Çizme, Çağlayan trajedisi şokunun adeta bir fotokopisini yaşıyor. Milano adalet sarayında, aralarında bir yargıcın da bulunduğu üç kişiyi öldüren İtalya’daki saldırgan, hileli iflastan yargılanan bir dolandırıcı, terörist değil.
Ama failin, ülkenin en kilit adalet sarayına silahını sokuş yöntemi aynı.
Adalet sarayındaki yargıcının güvenliğini sağlayamayan bir devlet vatandaşını nasıl korur” sorusunu sordurtan “güvenlik” tartışmaları da keza, aynı.
Milano adalet sarayına dış muhabirlik yıllarımda çok gittim.

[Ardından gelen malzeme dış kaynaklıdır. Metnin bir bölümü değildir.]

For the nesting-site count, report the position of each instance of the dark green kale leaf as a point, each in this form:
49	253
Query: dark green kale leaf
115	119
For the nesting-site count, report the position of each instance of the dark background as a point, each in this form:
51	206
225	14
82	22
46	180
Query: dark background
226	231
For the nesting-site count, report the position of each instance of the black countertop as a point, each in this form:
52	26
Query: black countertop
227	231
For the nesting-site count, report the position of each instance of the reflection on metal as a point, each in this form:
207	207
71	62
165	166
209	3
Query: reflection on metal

Milano Adliyesi “Temiz Eller”le eşanlama gelirdi. Temiz Eller davaları burada görülürdü.
Aynı “saray” sonra Berlusconi’yi yargılayan yolsuzluk, rüşvet davalarıyla anılır oldu.
Bu mekân bu yüzden İtalya’nın en büyük hukuki-siyasi dönemeçlerine damga vuran bir yerdir.
’90’lar başında “Temiz Eller”, burada bir siyasi sınıfı tasfiye etti.
Hıristiyan Demokratlardan Sosyalistlere dek.. meydanın boşalmasıyla, patron Berlusconi siyasete girdi…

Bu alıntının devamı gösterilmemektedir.